Before GOODRICH, McLAUGHLIN and STALEY, Circuit Judges.
McLAUGHLIN, Circuit Judge.
This is an appeal from an order of the district court granting appellee's motion to dismiss a petition for a writ of habeas corpus.
Appellant, a Greek national, entered this country as a seaman in 1927. While here he jumped ship and thereafter remained illegally in the United States. Sometime later expulsion proceedings were instituted against him. After hearing he was ordered deported and was actually deported on November 9, 1932. On October 26, 1942, he reentered the United States as an alien seaman. He again jumped ship and stayed illegally in this country. He was arrested and on April 10, 1943, after hearings on the warrant of arrest, was ordered deported. On his motion the proceedings were reopened and further hearings were held on March 9 and April 18, 1944. Deportation was recommended in an opinion filed July 29, 1944, by the presiding inspector. On November 3, 1944, the Board of Immigration Appeals granted appellant permission to depart voluntarily four months after the close of hostilities in Europe. In 1946 and 1947 the Commissioner of Immigration and Naturalization granted several extensions of time to appellant within which to depart voluntarily. These were principally to enable him to obtain certain medical treatments. On August 5, 1947, the Commissioner again ordered appellant's deportation. An appeal was taken to the Board and dismissed by that body. In January, 1948, a private bill was introduced in the United States Senate on appellant's behalf.Deportation was held up during its pendency. It eventually failed of passage.
On October 6, 1949, appellant was ordered to surrender for deportation.
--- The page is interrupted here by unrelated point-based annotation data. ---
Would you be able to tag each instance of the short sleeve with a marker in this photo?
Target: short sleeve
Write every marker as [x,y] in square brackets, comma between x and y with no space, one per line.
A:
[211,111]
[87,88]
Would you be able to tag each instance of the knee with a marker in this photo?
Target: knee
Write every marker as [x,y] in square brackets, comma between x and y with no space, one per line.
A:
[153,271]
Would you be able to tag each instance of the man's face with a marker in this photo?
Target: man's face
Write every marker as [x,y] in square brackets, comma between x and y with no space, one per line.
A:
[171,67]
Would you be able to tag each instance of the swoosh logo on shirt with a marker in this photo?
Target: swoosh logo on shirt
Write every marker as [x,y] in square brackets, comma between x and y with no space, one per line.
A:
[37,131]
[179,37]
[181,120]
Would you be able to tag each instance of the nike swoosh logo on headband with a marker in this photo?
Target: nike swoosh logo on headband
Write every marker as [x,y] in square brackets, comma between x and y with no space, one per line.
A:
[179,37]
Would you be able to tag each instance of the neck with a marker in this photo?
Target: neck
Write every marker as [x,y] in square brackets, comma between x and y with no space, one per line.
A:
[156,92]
He petitioned the Commissioner for a stay so that he might become eligible for a suspension of deportation under the seven years' residence provision of a 1948 amendment to the Immigration Act, 8 U.S.C.A. Section 155(c), infra.The Commissioner denied the application. Arakas appealed to the Board and at the same time moved for reopening of the proceedings for consideration of suspension of deportation.The Board denied both the application for stay and motion to reopen by its order of October 26, 1949. He, having by that time established his seven years' residence, applied to the Board for a reopening of the proceedings. The motion was denied and the petition for habeas corpus followed. The motion to dismiss that petition was granted by the district court on September 26, 1951.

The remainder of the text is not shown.